No point in denying the truth. I turn and meet his eyes. “Yes, but then I remembered your truck. And the dogs, they needed out.”

“Cass, don’t deflect. We shared an incredible night, didn’t we?”

There is a pleading in his eyes that almost breaks through my bulletproof shell, but I can’t afford to have my heart shatter the way it did the last time he left. And he is leaving again.

“We did, but—” He steps back, only to wince. “You should be careful. You don’t have your brace on.”

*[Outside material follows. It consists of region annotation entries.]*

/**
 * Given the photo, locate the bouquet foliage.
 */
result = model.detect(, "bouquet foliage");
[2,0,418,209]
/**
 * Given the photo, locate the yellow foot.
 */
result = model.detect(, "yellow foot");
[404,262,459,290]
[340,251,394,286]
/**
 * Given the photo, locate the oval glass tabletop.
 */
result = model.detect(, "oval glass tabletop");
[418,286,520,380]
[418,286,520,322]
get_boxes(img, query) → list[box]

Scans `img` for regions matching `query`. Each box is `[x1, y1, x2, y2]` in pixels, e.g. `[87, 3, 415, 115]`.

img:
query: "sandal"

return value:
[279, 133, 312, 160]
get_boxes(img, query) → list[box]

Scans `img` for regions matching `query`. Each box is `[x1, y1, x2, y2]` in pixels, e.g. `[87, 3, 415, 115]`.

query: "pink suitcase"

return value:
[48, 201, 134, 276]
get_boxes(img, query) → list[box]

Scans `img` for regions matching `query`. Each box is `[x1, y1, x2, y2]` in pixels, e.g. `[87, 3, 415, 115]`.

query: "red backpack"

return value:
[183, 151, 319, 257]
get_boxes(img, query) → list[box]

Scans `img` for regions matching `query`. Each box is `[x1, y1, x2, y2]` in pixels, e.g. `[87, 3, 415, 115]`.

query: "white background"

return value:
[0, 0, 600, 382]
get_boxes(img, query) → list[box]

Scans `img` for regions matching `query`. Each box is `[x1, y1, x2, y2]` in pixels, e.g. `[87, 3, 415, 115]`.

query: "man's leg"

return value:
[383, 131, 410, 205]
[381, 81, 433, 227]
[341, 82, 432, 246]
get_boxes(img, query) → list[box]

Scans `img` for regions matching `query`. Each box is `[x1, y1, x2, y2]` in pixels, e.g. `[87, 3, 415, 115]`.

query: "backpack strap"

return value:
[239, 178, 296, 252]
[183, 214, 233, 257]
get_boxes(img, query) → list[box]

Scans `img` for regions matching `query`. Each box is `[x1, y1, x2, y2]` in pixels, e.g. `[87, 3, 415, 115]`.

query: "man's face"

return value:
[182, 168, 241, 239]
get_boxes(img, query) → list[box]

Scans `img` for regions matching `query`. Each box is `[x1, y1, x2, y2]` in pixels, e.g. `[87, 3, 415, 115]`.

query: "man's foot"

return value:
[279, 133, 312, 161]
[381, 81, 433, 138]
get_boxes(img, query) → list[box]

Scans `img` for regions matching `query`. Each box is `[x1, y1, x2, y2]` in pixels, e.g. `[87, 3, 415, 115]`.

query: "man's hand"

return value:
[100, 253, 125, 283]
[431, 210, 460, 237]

“Careful,” he huffs. “I don’t get you, Cass. You’re acting like a dude. You get laid, and then you’re heading for the hills. Or maybe I should say the mountains.”

The mountains
. They are one of the many reasons why we can’t be together. I love these mountains and everything in them. Maybe even him, if we could have worked through the distance between us when he left.

“What do you want from me?” I study the wary frown lines on his face. “When we finish with your rehab, you’re going back to Oklahoma. My life is here.

His glare turns glacial, and I’m the first to look away, unable to withstand the weight in his eyes. Why had I made that leap? It had been too easy to let my jealousy get the best of me.

“Do whatever you want.” He waves a hand, dismissing me. “I’ll find a way to town. Go home or wherever you go.”

He pivots and limps away. I try to reach out, but he evades me. “Fletch?”

“Go, Cass.”

His dismissal stings more than a swarm of bees, but I deserve it. I stand there wanting to cry, but push it back. It’s for the best. I have to protect my heart, because it won’t survive another break.

My alarm wakes me up early, and I’m disoriented for a second even though I’m in my bedroom. I still remember Fletcher’s skin against mine, and I miss his heat at my back.
Boo me
. I hurry through my morning routine, determined to get to Wilson’s when they open at eight.

Thankfully for me, it’s my one morning off. Once I strike the bargain with Troy Wilson, I head to Fletcher’s because I don’t have his phone number, and he didn’t answer his parents’ house phone. When I drive up, he’s sitting on the porch swing watching the dogs play in the front yard. I park and make my way to where he sits.

“Mrs. Miller, I didn’t think you made house calls.”